日本経済新聞社が実施した「人を活(い)かす会社」調査で、富士フイルムホールディングスが総合1位に輝いた。
同社は、東洋経済新報社の「CSR企業ランキング」でも2012年にトップに立ち、2013年も2位となっている。高く評価された社内制度を点検した。
出産や育児での退職者「見たことない」
日経新聞2013年11月4日付の記事によると、富士フイルムは「育児・介護」と「雇用・キャリア」の分野で首位だった。
具体的にどんな制度があるのか。同社ウェブサイトによると、育児休暇制度は「法律で義務化される以前」に導入していたという。育休を含めて、子どもが小学校3年生になるまでの間はさまざまな支援メニューを用意している。
例えば産前・出産・産後から1歳までは、「ストック休暇」の利用が可能だ。これは、有給休暇の失効分を60日まで積み立てることができる仕組みで、育児以外では介護やボランティア休暇としても認められる。
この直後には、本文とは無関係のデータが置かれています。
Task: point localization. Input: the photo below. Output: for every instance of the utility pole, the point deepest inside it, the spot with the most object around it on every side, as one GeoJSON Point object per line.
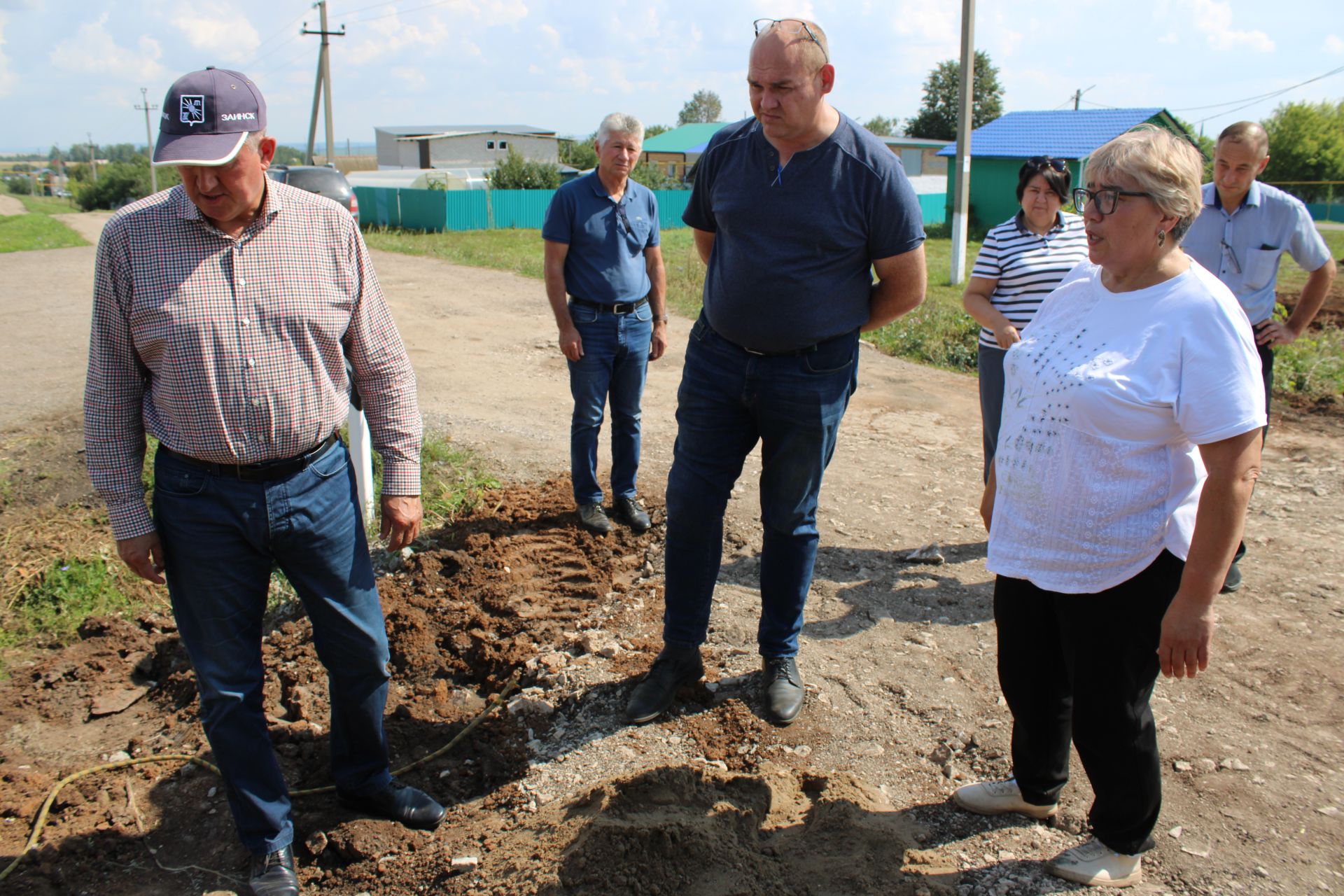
{"type": "Point", "coordinates": [961, 197]}
{"type": "Point", "coordinates": [324, 76]}
{"type": "Point", "coordinates": [150, 143]}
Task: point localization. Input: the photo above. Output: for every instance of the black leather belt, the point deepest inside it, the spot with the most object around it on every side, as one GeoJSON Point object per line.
{"type": "Point", "coordinates": [264, 472]}
{"type": "Point", "coordinates": [620, 308]}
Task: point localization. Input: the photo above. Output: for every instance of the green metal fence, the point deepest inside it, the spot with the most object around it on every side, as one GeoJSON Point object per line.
{"type": "Point", "coordinates": [438, 210]}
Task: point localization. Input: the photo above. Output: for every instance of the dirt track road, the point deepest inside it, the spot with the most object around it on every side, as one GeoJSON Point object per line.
{"type": "Point", "coordinates": [899, 657]}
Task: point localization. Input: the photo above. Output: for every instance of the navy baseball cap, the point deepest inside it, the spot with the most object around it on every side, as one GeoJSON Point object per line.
{"type": "Point", "coordinates": [207, 115]}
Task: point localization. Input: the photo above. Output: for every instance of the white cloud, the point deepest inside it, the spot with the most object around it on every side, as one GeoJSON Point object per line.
{"type": "Point", "coordinates": [7, 78]}
{"type": "Point", "coordinates": [397, 39]}
{"type": "Point", "coordinates": [94, 51]}
{"type": "Point", "coordinates": [220, 30]}
{"type": "Point", "coordinates": [412, 77]}
{"type": "Point", "coordinates": [1215, 19]}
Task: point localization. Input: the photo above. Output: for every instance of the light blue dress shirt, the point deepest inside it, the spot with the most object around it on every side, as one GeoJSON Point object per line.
{"type": "Point", "coordinates": [1243, 248]}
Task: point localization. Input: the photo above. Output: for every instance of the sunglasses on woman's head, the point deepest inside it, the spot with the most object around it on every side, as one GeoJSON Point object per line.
{"type": "Point", "coordinates": [1041, 162]}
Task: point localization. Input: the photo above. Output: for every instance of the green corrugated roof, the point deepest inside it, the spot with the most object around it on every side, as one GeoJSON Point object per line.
{"type": "Point", "coordinates": [683, 139]}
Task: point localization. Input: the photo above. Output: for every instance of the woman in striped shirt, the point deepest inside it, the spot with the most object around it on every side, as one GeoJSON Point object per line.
{"type": "Point", "coordinates": [1022, 261]}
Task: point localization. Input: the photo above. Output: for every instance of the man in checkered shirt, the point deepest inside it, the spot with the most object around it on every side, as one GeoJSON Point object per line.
{"type": "Point", "coordinates": [223, 314]}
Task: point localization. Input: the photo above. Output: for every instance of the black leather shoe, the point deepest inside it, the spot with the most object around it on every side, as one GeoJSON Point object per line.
{"type": "Point", "coordinates": [632, 514]}
{"type": "Point", "coordinates": [671, 669]}
{"type": "Point", "coordinates": [594, 519]}
{"type": "Point", "coordinates": [783, 690]}
{"type": "Point", "coordinates": [398, 802]}
{"type": "Point", "coordinates": [273, 875]}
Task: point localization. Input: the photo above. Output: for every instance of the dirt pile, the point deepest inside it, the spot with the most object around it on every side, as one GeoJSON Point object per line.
{"type": "Point", "coordinates": [515, 587]}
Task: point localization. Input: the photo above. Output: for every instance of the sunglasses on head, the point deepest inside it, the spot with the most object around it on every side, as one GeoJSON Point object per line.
{"type": "Point", "coordinates": [1041, 162]}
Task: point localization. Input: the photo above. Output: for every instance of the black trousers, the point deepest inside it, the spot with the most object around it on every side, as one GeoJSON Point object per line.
{"type": "Point", "coordinates": [1081, 668]}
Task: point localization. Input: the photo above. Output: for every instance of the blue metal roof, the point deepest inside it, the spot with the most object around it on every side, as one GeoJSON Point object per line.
{"type": "Point", "coordinates": [1063, 133]}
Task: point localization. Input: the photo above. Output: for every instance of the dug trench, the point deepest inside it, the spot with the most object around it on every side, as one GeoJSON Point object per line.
{"type": "Point", "coordinates": [514, 589]}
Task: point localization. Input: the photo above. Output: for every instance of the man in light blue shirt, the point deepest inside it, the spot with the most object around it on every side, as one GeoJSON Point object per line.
{"type": "Point", "coordinates": [606, 284]}
{"type": "Point", "coordinates": [1241, 235]}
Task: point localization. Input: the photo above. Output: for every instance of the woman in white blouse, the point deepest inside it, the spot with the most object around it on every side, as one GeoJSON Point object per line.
{"type": "Point", "coordinates": [1128, 449]}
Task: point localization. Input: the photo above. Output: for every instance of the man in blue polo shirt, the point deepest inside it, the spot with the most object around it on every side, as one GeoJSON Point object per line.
{"type": "Point", "coordinates": [603, 250]}
{"type": "Point", "coordinates": [1241, 235]}
{"type": "Point", "coordinates": [790, 209]}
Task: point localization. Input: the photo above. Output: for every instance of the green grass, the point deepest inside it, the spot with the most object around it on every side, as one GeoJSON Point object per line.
{"type": "Point", "coordinates": [67, 592]}
{"type": "Point", "coordinates": [26, 232]}
{"type": "Point", "coordinates": [1292, 279]}
{"type": "Point", "coordinates": [49, 204]}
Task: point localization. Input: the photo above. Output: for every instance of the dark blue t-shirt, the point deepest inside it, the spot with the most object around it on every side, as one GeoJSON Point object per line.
{"type": "Point", "coordinates": [793, 248]}
{"type": "Point", "coordinates": [605, 262]}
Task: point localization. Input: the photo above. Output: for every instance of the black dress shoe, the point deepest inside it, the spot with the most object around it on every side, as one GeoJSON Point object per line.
{"type": "Point", "coordinates": [398, 802]}
{"type": "Point", "coordinates": [783, 690]}
{"type": "Point", "coordinates": [631, 514]}
{"type": "Point", "coordinates": [273, 875]}
{"type": "Point", "coordinates": [671, 669]}
{"type": "Point", "coordinates": [594, 519]}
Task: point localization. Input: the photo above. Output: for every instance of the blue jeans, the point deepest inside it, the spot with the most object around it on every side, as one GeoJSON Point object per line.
{"type": "Point", "coordinates": [730, 399]}
{"type": "Point", "coordinates": [220, 538]}
{"type": "Point", "coordinates": [616, 359]}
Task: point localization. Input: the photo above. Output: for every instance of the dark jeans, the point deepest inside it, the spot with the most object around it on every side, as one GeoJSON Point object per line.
{"type": "Point", "coordinates": [616, 359]}
{"type": "Point", "coordinates": [220, 538]}
{"type": "Point", "coordinates": [729, 400]}
{"type": "Point", "coordinates": [991, 365]}
{"type": "Point", "coordinates": [1082, 666]}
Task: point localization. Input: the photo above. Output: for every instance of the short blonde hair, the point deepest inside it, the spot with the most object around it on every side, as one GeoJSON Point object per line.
{"type": "Point", "coordinates": [1163, 164]}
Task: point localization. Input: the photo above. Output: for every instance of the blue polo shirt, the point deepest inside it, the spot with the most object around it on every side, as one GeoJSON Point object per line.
{"type": "Point", "coordinates": [793, 248]}
{"type": "Point", "coordinates": [1268, 223]}
{"type": "Point", "coordinates": [606, 239]}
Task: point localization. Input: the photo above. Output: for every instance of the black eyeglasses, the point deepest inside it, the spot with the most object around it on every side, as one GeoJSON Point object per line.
{"type": "Point", "coordinates": [790, 27]}
{"type": "Point", "coordinates": [1107, 198]}
{"type": "Point", "coordinates": [1041, 162]}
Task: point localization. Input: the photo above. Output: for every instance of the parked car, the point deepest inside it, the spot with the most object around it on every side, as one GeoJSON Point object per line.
{"type": "Point", "coordinates": [321, 181]}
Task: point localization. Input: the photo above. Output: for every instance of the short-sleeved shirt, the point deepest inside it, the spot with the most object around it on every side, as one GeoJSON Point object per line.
{"type": "Point", "coordinates": [1107, 398]}
{"type": "Point", "coordinates": [606, 239]}
{"type": "Point", "coordinates": [793, 248]}
{"type": "Point", "coordinates": [1268, 225]}
{"type": "Point", "coordinates": [1027, 266]}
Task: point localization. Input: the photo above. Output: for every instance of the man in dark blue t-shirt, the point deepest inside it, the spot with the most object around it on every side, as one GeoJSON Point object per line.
{"type": "Point", "coordinates": [603, 250]}
{"type": "Point", "coordinates": [790, 209]}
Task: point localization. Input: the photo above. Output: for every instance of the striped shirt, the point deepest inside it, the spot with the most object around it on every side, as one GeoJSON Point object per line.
{"type": "Point", "coordinates": [1027, 266]}
{"type": "Point", "coordinates": [232, 349]}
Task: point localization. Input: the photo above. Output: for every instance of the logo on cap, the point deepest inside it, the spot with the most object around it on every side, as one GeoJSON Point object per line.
{"type": "Point", "coordinates": [192, 109]}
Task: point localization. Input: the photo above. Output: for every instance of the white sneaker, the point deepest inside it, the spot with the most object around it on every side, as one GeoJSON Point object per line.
{"type": "Point", "coordinates": [1096, 864]}
{"type": "Point", "coordinates": [999, 797]}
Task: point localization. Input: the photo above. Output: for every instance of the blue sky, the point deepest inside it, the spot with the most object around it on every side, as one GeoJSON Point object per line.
{"type": "Point", "coordinates": [69, 67]}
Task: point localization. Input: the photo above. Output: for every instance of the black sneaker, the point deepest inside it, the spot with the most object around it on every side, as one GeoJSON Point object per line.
{"type": "Point", "coordinates": [671, 669]}
{"type": "Point", "coordinates": [273, 874]}
{"type": "Point", "coordinates": [781, 690]}
{"type": "Point", "coordinates": [398, 802]}
{"type": "Point", "coordinates": [594, 519]}
{"type": "Point", "coordinates": [629, 512]}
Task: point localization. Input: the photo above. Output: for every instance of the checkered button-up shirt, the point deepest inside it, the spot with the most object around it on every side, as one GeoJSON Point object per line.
{"type": "Point", "coordinates": [232, 349]}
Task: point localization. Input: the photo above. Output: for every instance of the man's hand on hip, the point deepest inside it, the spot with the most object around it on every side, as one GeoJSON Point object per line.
{"type": "Point", "coordinates": [1275, 333]}
{"type": "Point", "coordinates": [659, 342]}
{"type": "Point", "coordinates": [571, 344]}
{"type": "Point", "coordinates": [401, 519]}
{"type": "Point", "coordinates": [144, 555]}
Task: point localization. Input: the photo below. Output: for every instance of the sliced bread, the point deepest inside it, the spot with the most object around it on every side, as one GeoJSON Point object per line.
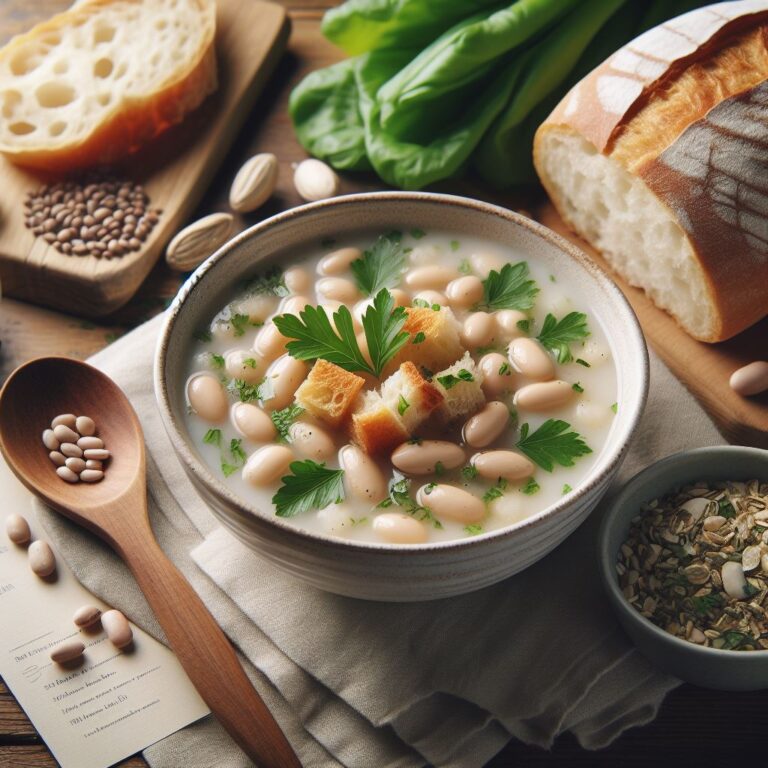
{"type": "Point", "coordinates": [94, 83]}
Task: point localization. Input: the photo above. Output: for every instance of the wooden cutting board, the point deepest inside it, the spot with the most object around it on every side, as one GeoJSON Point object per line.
{"type": "Point", "coordinates": [175, 170]}
{"type": "Point", "coordinates": [704, 368]}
その後は短時間勤務制度や看護休暇制度などが設けられている。育休は、子どもが3歳になるまでの最長2年間取得することが可能だ。さらに出産祝い金として、1人目は5万円、2人目は10万円、3人目以降は100万円を支給する制度も整えたと日経は伝えている。介護の場合も、最長で2年の休暇取得が許される。
この点、就活情報サイト「キャリコネ」で、富士フイルムの評判を探ってみると好意的な意見が多い。「出産・育児・介護などが発生した際に、今までと同じように働くことができると思いますか」との問いに、社員と思われる投稿者から「出産や育児で退社をする方は見たことがないくらい、みなさん休暇制度を利用して職場復帰されていました」との回答が書かれている。
日本を代表するCSR先進企業
「CSR企業ランキング・トップ700社」で、富士フイルムは2007年の第1回から常に上位にランクインしており、2012年はトップに立った。特に評価されたのが「企業統治+社会性」の項目だ。法令順守や内部統制の整備、社会貢献活動への取り組みなど2つの項目合わせて48点の評価事項があり、100点満点で98.4点と極めて高い点数だった。
2013年は総合でトヨタ自動車に首位を譲ったものの、わずか0.1点差と僅差の2位。企業統治+社会性と財務の項目ではトヨタを上回った。
2年続けて高得点をマークしたのは、「ビジネスの利益よりコンプライアンス優先」という行動規範の存在だ。2011年の東日本大震災発生の際に、水や泥をかぶった写真やアルバムの救済支援活動を実施、また低価格のデジタルカメラを開発して発展途上国で販売するビジネスを立ち上げたことも評価された。2013年3月25日付の東洋経済オンラインでは「日本を代表するCSR先進企業」との「お墨付き」を得ていた。
一方で課題は、女性管理職の少なさだ。2012年にはここが指摘され、2013年も「人材活用」の項目は他と比べて若干見劣りする。
日経新聞「人を活かす会社」調査では、回答企業の女性の部課長職の人数は2013年3月までの1年間で前年比1割増、なかには3.5倍に増やした企業もあるとした。安倍晋三首相は、成長戦略の一環として女性役員と管理職の増加を掲げており、「役員に1人は女性を登用していただきたい」と要望している。仕事と育児、介護の両立の面では積極的な支援をしている富士フイルムとしては、今後はこの点の強化が求められるだろう。